The second is that America, at least according to two prominent left-wing journalists, might be toast. Writer Matthew Yglesias devoted thousands of words to the topic this week at Vox.com, with the following prediction: “American Democracy is Doomed.” New York Magazine’s Jonathan Chait, apparently a more hopeful yet cautious sort, responded with his own think piece: “There’s a Chance American Democracy is Not Doomed.” Chait’s article, by the way, features movie stills of aliens blowing up the White House. It also includes the helpful caveat that if America is doomed, it will almost certainly be the fault of the “unique power” of our country’s “right wing.”
Well. Let’s start with the political apocalypse, since that’s the most exciting. “America’s constitutional democracy is going to collapse,” Yglesias wrote. (Here, it helps to imagine a Very Serious Face.) “Some day — not tomorrow, not next year, but probably sometime before runaway climate change forces us to seek a new life in outer-space colonies — there is going to be a collapse of the legal and political order … Very few people agree with me about this, of course. When I say it, people generally think that I’m kidding.” Chait, for his part, pulled for optimism: “The point,” he wrote, “is simply that we don’t know that the American system cannot survive.”
I’ll make the obvious point first: Of course American constitutional democracy cannot survive indefinitely. Does anyone read Ecclesiastes anymore? How about the Stoic philosophers? No? How about the classic introduction to the soap opera Days of Our Lives, which features a giant, very unsubtle hour glass with equally unsubtle symbolic sand slipping away?
In the long run, everything on Earth falls apart. Earth, too, if you project out long enough. Yet, one gets the disquieting feeling that both Chait and Yglesias imagine that if America was only “structured” properly — and carbon neutral, of course — it could roll on ad infinitum, whirring obliviously, chattering and quibbling about things like white male privilege, selfie sticks, paleo diets, and House of Cards until it is ultimately swallowed by the sun.

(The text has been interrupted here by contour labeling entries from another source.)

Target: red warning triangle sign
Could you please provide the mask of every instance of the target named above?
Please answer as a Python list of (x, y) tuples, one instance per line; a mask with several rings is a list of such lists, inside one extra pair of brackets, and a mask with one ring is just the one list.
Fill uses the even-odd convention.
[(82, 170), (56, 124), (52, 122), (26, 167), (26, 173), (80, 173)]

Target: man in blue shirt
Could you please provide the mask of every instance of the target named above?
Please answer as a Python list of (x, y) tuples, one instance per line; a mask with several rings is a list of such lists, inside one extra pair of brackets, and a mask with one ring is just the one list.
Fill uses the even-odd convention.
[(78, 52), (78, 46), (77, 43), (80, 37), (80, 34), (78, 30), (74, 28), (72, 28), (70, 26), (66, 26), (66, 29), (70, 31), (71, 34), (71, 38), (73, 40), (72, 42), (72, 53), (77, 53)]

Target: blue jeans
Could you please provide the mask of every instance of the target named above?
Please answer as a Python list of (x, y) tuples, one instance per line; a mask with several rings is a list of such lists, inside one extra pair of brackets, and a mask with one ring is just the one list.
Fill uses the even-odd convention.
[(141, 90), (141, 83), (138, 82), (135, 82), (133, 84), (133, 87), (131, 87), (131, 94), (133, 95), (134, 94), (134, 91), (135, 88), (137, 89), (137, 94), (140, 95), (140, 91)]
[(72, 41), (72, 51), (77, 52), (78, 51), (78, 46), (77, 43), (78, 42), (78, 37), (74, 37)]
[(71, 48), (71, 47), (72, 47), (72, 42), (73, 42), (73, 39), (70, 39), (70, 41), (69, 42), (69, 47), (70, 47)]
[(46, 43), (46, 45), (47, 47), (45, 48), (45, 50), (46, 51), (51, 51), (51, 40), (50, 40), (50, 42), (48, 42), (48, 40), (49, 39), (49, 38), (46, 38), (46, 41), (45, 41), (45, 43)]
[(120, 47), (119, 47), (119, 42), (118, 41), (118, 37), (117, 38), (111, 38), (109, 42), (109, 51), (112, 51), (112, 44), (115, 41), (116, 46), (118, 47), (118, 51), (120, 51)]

This type of idea, by the way, is the very essence of modern progressivism. It is also wildly unmoored from reality. Given the fact that the American system has a definite shelf life — and, in its proper form, it’s a republic, not a democracy — how can we, as Benjamin Franklin wryly put it, “keep it” for as long as possible?
Well, one way to do so — and this goes back to our first notable news item of the week — would involve not electing someone like Hillary Clinton as the president of the United States. At first glance, this seems pretty easy, given that she seems to break the law, or at least bend it, every five minutes. There’s her ramshackle e-mail system, registered through her house in Chappaqua, N.Y., used to transmit sensitive government information. Meanwhile, multiple foreign governments, including Algeria, Kuwait, Qatar, and Oman, donated millions of highly questionable dollars to the Clinton Foundation while she was Secretary of State.
Love banks and big business? So does Hillary! Hate the fictional sexist “wage gap”? Hillary does too, at least in theory — but in her Senate office, as Ashe Schow reported at the Washington Examiner, she paid women “72 cents to the dollar that men earned.” And then there’s this, as reported by The Hill: “Hillary Clinton’s nascent campaign doesn’t have a headquarters, but it does have an epicenter. It’s called ‘Whitehaven,’ and it’s a 5,500-square-foot brick colonial in the posh Observatory Circle neighborhood of Northwest Washington.” Note: If your house has a name, this is only excusable if you are a Texas rancher, a Real Housewife of Beverly Hills, or a character on Downton Abbey. Also, “Whitehaven?” Whitehaven?
Will Clinton’s e-mail “scandal” leave a mark? If you feel like you’ve seen this movie before, perhaps you’re guessing no. That said, this latest saga is rather telling.
If the American system does collapse, outside of some unpredictable disaster, it won’t be because of the “unique power” of the “right wing.” It won’t be because of “intractable political parties” or “gridlock.” It will be because people like Hillary Clinton — and there are plenty more where she came from — embody the growing government industrial complex, having become rich, powerful, and seemingly immune to the rules, thanks to a system that has amassed entirely too much complexity and control.